President Obama offered up a rousing celebration of blackness Saturday, urging Howard University graduates to embrace their African-American heritage in one of the most forceful commencement speeches of his White House tenure.
"Be confident in your heritage. Be confident in your blackness," Mr. Obama told a crowd of 15,000 gathered at Washington, D.C.'s Howard University, one of the nation's leading historically black colleges.
Blackness, he said, had "no litmus test for authenticity," pointing to his own conflicting critics that have questioned whether he was "too black" or "not black enough."
"Create your own style, set your own standard of beauty, embrace your own sexuality," he added. "Because you're a black person -- doing whatever it is that you're doing -- that makes it a black thing!"
"Or," the president continued, "as my daughters tell me all the time: 'You be you, Daddy.'"
Striking a more sober tone, the 54-year-old president also noted the positive forward movement in race relations since his own time in college.
In addition to the decline in the U.S. poverty and crime rates, the president said "race relations are better since I graduated -- that's the truth."
"No, my election did not create a post-racial society," he joked. "I don't know who was propagating that notion - that wasn't mine."
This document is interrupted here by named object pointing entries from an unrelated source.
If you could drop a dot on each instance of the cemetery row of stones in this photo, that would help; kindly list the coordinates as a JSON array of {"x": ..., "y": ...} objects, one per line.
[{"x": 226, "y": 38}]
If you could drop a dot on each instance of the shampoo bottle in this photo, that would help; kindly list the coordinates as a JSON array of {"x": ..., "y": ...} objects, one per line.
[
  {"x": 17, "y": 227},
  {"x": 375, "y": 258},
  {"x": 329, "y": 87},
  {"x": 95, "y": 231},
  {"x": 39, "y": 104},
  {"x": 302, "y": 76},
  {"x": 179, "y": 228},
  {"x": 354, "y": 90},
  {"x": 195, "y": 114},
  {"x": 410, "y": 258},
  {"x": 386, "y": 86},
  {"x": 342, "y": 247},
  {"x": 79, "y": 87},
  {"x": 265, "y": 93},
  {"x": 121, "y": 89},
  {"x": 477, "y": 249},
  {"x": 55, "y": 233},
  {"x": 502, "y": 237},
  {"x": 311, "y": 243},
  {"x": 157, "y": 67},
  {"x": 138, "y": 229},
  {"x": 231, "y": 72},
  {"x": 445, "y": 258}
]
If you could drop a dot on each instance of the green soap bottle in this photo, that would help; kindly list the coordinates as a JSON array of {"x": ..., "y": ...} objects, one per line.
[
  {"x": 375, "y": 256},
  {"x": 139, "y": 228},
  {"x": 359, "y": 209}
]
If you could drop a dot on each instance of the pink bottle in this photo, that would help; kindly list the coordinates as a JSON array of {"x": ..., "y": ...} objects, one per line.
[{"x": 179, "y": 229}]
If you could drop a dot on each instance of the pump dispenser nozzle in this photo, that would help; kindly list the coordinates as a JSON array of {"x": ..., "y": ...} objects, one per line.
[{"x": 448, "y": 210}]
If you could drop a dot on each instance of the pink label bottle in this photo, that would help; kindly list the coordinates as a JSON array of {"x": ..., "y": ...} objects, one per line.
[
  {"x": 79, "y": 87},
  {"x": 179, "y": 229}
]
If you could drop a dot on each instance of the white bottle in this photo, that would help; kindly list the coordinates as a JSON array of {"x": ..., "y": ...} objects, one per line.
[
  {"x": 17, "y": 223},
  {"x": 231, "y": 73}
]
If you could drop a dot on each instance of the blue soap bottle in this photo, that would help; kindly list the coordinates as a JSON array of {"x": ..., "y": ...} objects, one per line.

But "the election itself was just one indicator of how attitudes have changed," Mr. Obama said. He pointed to black entertainment powerhouses like Beyonce and ABC's Shonda Rhimes and noted black advancement in government and business.
"We're CEOs," he said. "We're mayors, representatives. President of the United States." Still, he acknowledged "racism persists" and "inequality persists" with the achievement gap in schools and the "justice gap" in jails.
Later, the president expanded on the responsibility that comes with growing up black in the United States.
He urged Howard's 2,300 graduates to honor their "particular awareness of injustice, unfairness, struggle." Black skin, Mr. Obama said, "means we cannot sleepwalk through life, we cannot be ignorant of history. We can't meet the world with a sense of entitlement."
And while the president commended the activist spirit of the millennial generation, he also warned that "passion" alone would not result in any significant legislative overhauls.
"You have to go through life with more than just a passion for change -- you have to have strategy," Mr. Obama said, pushing "not just awareness but action, not just hashtags but votes."
"Change," he added, "requires more than righteous anger."
And pivotal to that strategy for change: voting.
"That's how we change our politics -- by electing people at every level who are representative of and accountable to us," he said, noting that "when we don't vote we disenfranchise ourselves, give away our power."
Hinting at the importance of midterm -- as well as general -- elections, the president called upon graduates to vote "not just some of the time, but all of the time."
Later, he directed his message to activists in the crowd when discussing the importance of compromising, even if it is done with those who have offending views.
"We are not always going to agree with each other," Mr. Obama said, citing Dr. Martin Luther King's work with President Lyndon Johnson on the Civil Rights and Voting Rights bills.
But "democracy requires compromise," he said. "Even when you are right."
The White House noted earlier in the day that the president, who was awarded an honorary doctor of science degree for his work on the Affordable Care Act, gave his third commencement at a historically black college.
The address to Howard graduates is the first of three commencement speeches the president plans to give this year. He will also address graduates at Rutgers University later this month and at the U.S. Air Force Academy in Colorado Springs in June.